How to make a difference

On Sunday October 13, I become 76 years old. My 3 grandchildren will be 3, somewhere around a year and a half, and 4 months old. My former business, the media technology business, is circling the drain of layoffs, commoditization, and a general lack of inspiration that defined the period after the music business imploded. The two eras overlapped to some extent, as mobile home recording and iphone apps collapsed the traditional business models of rock stars and social platforms into separate elements that did not produce catalogue power or defensible moats.

The 60’s generation arrived in a position of power with little ability to consolidate its natural advantages. Apple extended the Visual Basic opportunity into the iPhone platform —merging the software eating the world moment with the app store autonomy of niche development and distribution power. This emulated the record business singer/songwriter model in turn consolidated by superagents like Asylum Records’ David Geffen and manager Elliott Roberts. Fringe players in the tech business spun into opensource plays, while apps were quickly carved up into the mobile platforms.

Conventional thinking held that the media lost the rudders of power, carrying the tech companies to a pathetic copycat relationship based on fast following. The political narrative that Trump was destroying democracy did not track with an audience used to good and bad guys, not just deplorable dummies. The left curled up next to the Democrats, who were content to watch helplessly as McConnell tipped over the Court in plain sight. Progressives produced an ineffective product that undermined the center without creating any voter base worth negotiating with. Meanwhile, the Beatles alternated between dope drama and funky rhythm and blues, maintaining market power almost as an afterthought that still rules the roost 50 years on. Yet no-one seems up to the task of adding 2 and 2 together.

Substack has exposed the thin underbelly of the death of media, where those who have faked their way into excuse-ridden obfuscation of the answers to direct questions live. Vance is reduced (if that is possible) to a lying sack of shit, the anti-Mitt Romney in every way we deserve. If we could somehow identify the hidden Trump voters as the criminals they are, perhaps we could make a Democrat version of it as an app. Then we could develop a map of talking points for interviews:

  • Question: did Joe Biden win the 2020 election yes or no?

    If yes, continue

    If no, contnue

  • If any other answer, say Thank you and goodbye. Leave stage. Test pattern.

But this won’t happen. Trump has already cowed the base into submission. When Chuck Todd is our last chance to resist, we are done. In Watergate, the courts held and forced Nixon to respect the system. Now the courts have overturned that precedent. It’s time to resist. How do we do that? Depends on the meaning of “we.” In Watergate, our last hope was the media. They were shamed into doing the right thing. This time, they just want enough money to hide until the smoke clears. There isn’t enough money to do that. If you don’t answer the question, you’re one of them. What to do about that? None of your business.

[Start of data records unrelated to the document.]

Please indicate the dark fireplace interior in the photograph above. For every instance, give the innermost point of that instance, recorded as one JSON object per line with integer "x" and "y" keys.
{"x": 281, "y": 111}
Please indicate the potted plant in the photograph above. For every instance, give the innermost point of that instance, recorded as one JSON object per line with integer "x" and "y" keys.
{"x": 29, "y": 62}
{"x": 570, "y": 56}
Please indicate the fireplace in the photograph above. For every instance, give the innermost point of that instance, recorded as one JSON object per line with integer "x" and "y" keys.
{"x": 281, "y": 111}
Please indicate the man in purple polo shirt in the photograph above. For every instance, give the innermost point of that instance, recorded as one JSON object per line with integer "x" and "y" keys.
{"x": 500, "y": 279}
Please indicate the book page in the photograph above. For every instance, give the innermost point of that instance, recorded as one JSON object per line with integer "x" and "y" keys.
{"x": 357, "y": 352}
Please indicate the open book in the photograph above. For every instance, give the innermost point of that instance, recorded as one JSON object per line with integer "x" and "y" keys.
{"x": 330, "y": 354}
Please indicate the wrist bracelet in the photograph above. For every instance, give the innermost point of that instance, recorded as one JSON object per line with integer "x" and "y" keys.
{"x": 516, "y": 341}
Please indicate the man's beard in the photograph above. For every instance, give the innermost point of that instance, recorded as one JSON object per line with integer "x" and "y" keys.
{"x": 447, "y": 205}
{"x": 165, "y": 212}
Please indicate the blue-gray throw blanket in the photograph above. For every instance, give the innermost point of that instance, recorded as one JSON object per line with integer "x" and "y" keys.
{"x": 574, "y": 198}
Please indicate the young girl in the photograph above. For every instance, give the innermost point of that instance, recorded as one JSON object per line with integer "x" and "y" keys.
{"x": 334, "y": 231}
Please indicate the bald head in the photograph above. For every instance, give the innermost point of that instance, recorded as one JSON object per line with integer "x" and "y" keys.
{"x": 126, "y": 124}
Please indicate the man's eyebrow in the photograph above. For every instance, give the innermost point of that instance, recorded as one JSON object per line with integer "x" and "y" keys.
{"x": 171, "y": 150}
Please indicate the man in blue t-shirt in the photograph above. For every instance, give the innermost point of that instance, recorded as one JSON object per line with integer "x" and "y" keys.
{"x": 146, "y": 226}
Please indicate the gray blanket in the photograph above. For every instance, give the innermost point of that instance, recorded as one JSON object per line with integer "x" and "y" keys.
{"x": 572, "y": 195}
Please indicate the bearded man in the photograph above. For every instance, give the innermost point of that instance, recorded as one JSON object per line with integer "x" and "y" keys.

Michael Moore seems like a nice enough guy. But I’ve taken to leaving his sound off. If he’s saying this election is Kamala’s to win, I don’t believe him. The tell is that he punctuates his opinion with a sense of finality, a sharp nod toward the ground that suggests he’s confident of something. Whatever that is, I don’t believe him. I don’t believe he believes him. He wants to be right, is all. Carville, I believe. He can’t help himself.

Where are the superlawyers? Their absence suggests they’ve moved on to what happens next. I’ve been there for a while, but who’s kidding who? The best way is the trick my dad taught me: pick the way the coin should land. Then flip the coin. If it’s heads, is it what you hope for? If not you lose. If Trump wins, we lose. Now what? Flip again. Eventually we win. The thing I like about Kamala is that she’ll keep flipping. Our grandchildren will win that game. If Trump keeps lying, believe him. When the coin says no, keep flipping.